Jean Laronze (25 November 1852, Génelard – 12 February 1937, Neuilly-sur-Seine) was a French painter of rural scenes and landscapes.

== Biography ==
He became interested in art following a visit to the Musée Rolin in Autun. The following year (1859), he began his schooling at the Lycée Lamartine in Mâcon, where his drawing teacher, Eugène Chambellan (1821–1901), was impressed by his enthusiasm and encouraged him to pursue his interest. He left the Lycée in 1872, without having received his diploma, and enlisted in the Army. When he had completed his service, Chambellan advised him to take classes at the École des Beaux-Arts de Paris. This was opposed by his father, who wanted him to take over the family river transport business.

He honored his father's wishes until 1878, when he married Eugénie Mignot, the daughter of a wealthy merchant. In 1882 they moved to Paris, where his in-laws were more than happy to support his artistic aspirations. His first teacher there was the landscape painter, Émile Dardoize (1826–1901). Initially, his works were very simple and plain, inspired by Neo-Classicism. Later, he came under the influence of the Barbizon School; adding figures to his landscapes. Next, he studied at the Académie Julian with Tony Robert-Fleury and William Bouguereau, where he was the oldest student in the workshop. His first exhibit at the Salon came in 1883.

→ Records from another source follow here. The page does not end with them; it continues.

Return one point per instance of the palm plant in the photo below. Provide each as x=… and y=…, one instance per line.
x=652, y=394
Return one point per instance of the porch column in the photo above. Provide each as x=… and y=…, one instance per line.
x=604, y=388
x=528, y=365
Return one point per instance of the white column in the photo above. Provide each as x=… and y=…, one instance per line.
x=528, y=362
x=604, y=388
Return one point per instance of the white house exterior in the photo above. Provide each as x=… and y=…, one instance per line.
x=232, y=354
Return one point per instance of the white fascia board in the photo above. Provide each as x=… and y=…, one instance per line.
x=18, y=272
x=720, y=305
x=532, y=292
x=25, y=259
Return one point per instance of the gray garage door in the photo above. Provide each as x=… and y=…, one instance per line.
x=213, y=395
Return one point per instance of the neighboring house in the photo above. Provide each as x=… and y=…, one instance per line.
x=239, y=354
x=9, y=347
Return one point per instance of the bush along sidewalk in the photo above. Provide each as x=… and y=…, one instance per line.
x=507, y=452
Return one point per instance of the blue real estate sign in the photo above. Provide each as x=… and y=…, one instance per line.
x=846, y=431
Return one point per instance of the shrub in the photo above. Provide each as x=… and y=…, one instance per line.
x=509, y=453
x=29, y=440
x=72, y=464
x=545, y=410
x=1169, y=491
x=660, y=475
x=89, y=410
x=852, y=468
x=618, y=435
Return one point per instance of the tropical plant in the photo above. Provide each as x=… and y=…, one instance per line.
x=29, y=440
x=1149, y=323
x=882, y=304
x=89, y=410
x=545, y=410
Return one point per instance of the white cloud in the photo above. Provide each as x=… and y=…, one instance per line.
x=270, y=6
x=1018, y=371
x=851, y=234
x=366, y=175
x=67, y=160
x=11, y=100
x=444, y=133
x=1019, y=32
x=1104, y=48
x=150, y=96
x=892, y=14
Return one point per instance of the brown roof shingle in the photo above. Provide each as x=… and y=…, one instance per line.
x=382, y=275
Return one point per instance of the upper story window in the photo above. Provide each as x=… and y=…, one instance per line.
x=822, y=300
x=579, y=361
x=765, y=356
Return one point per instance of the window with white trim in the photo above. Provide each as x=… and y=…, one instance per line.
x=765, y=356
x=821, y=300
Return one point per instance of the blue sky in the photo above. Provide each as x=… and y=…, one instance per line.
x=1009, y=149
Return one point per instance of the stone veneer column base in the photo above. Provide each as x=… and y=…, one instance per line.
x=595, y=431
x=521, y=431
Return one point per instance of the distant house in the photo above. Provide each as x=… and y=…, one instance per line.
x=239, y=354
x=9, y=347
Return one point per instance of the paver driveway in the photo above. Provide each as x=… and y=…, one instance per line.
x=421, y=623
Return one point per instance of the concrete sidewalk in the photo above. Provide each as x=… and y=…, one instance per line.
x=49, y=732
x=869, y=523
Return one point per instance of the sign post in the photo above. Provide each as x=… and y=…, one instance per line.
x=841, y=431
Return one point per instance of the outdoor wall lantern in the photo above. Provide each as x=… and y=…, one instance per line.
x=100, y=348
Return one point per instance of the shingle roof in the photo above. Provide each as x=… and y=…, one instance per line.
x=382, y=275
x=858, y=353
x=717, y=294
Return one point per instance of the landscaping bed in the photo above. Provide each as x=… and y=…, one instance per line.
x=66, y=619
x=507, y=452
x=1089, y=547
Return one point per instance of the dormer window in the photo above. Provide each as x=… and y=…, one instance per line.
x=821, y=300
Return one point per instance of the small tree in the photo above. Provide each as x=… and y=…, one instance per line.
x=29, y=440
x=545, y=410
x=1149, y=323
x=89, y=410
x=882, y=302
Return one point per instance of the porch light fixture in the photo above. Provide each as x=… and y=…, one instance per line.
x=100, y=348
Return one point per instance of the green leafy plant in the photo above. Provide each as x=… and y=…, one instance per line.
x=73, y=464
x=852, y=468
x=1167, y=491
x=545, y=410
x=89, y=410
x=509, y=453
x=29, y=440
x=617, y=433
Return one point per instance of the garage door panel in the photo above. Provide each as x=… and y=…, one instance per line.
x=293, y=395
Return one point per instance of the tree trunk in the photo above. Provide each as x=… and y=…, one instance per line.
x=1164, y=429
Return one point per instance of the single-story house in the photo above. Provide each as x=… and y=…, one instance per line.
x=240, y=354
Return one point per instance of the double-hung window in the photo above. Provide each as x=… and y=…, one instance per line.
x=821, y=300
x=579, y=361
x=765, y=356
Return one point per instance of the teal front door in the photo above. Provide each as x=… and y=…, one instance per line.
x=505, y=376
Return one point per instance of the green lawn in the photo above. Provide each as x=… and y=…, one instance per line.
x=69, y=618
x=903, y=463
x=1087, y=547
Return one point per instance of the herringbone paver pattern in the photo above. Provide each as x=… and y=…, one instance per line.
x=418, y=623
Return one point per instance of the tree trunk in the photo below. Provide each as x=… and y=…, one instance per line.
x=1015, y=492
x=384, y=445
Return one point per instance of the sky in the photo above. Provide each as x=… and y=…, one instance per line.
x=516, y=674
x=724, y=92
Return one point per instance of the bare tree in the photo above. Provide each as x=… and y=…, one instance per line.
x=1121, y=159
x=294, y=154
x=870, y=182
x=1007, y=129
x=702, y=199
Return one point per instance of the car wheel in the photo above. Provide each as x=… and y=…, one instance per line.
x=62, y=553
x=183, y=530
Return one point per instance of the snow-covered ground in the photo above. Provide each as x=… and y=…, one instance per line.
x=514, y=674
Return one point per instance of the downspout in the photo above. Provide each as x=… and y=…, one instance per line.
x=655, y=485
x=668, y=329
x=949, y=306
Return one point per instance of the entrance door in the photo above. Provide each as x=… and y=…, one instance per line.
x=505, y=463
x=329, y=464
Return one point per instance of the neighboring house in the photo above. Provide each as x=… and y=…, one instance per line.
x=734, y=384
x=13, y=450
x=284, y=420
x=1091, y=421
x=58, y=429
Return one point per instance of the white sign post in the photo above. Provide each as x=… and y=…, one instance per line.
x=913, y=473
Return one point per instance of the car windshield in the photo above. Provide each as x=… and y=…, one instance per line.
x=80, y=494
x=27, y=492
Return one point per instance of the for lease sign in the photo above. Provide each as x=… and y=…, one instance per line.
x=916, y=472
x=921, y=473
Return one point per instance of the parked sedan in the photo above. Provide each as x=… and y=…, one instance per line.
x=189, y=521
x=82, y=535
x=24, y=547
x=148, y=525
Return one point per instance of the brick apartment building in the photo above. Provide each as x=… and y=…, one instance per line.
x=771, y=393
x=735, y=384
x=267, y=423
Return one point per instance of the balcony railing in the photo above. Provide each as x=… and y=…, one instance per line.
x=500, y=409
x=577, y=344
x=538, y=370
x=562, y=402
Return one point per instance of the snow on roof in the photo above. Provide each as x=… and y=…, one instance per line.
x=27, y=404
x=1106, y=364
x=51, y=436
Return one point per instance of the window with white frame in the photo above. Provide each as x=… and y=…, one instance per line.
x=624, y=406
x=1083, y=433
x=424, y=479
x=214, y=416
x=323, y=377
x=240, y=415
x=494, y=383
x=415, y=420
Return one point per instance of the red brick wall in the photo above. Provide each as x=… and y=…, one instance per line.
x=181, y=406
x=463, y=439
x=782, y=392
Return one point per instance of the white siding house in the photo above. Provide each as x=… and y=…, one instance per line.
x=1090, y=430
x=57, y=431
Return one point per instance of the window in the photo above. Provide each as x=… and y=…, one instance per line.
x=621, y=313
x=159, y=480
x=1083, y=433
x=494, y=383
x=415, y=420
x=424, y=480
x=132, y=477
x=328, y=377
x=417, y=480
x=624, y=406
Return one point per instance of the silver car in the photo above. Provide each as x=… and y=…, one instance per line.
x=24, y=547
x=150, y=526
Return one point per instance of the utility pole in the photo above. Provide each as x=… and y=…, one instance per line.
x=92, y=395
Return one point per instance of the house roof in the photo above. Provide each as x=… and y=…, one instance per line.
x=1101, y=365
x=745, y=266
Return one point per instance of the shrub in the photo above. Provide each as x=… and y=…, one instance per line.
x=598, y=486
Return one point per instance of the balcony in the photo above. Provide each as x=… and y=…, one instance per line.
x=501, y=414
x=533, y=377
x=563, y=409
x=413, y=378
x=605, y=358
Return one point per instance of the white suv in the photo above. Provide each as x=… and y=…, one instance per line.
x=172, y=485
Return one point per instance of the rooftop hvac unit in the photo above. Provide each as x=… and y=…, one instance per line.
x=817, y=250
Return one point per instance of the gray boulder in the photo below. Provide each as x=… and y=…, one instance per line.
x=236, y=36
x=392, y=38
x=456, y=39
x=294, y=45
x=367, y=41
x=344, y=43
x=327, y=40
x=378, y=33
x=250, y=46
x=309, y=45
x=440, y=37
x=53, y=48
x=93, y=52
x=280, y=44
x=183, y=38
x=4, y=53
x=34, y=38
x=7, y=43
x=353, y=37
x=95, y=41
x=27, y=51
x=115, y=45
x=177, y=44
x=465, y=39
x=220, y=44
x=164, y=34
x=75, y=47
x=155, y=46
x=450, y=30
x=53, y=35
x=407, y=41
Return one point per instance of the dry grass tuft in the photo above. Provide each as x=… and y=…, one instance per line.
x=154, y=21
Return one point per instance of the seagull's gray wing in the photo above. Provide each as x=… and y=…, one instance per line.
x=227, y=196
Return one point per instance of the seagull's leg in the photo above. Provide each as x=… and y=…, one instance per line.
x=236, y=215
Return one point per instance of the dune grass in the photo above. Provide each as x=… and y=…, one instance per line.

In 1890, both of his daughters died from meningitis. His father-in-law died soon after. The mourning process curtailed his work for almost two years. It took his friend and former teacher, Bouguereau, to re-motivate him by inviting him into the "Association des Artistes, Peintres, Sculpteurs, Architectes, Graveurs et Dessinateurs", of which Bouguereau had been president since 1883.
In 1896, he began exhibiting again. During the 1900s several of his works were purchased by the government. In 1906, he was named a Knight in the Legion of Honor.

He stopped painting during World War I; choosing instead to write patriotic pieces and help tend to the wounded. His son, who had barely survived the meningitis in 1890, was killed in 1918. He resumed his normal activities in 1919. During the next decade, he began selling his paintings abroad for the first time.

In 1930, the town of Charolles proposed opening a "Jean Laroze Museum". He donated around twenty of his own paintings, as well as several by other painters that he had acquired over the years. The museum was inaugurated at the Town Hall in 1933. He died four years later at his home in Neuilly-sur-Seine.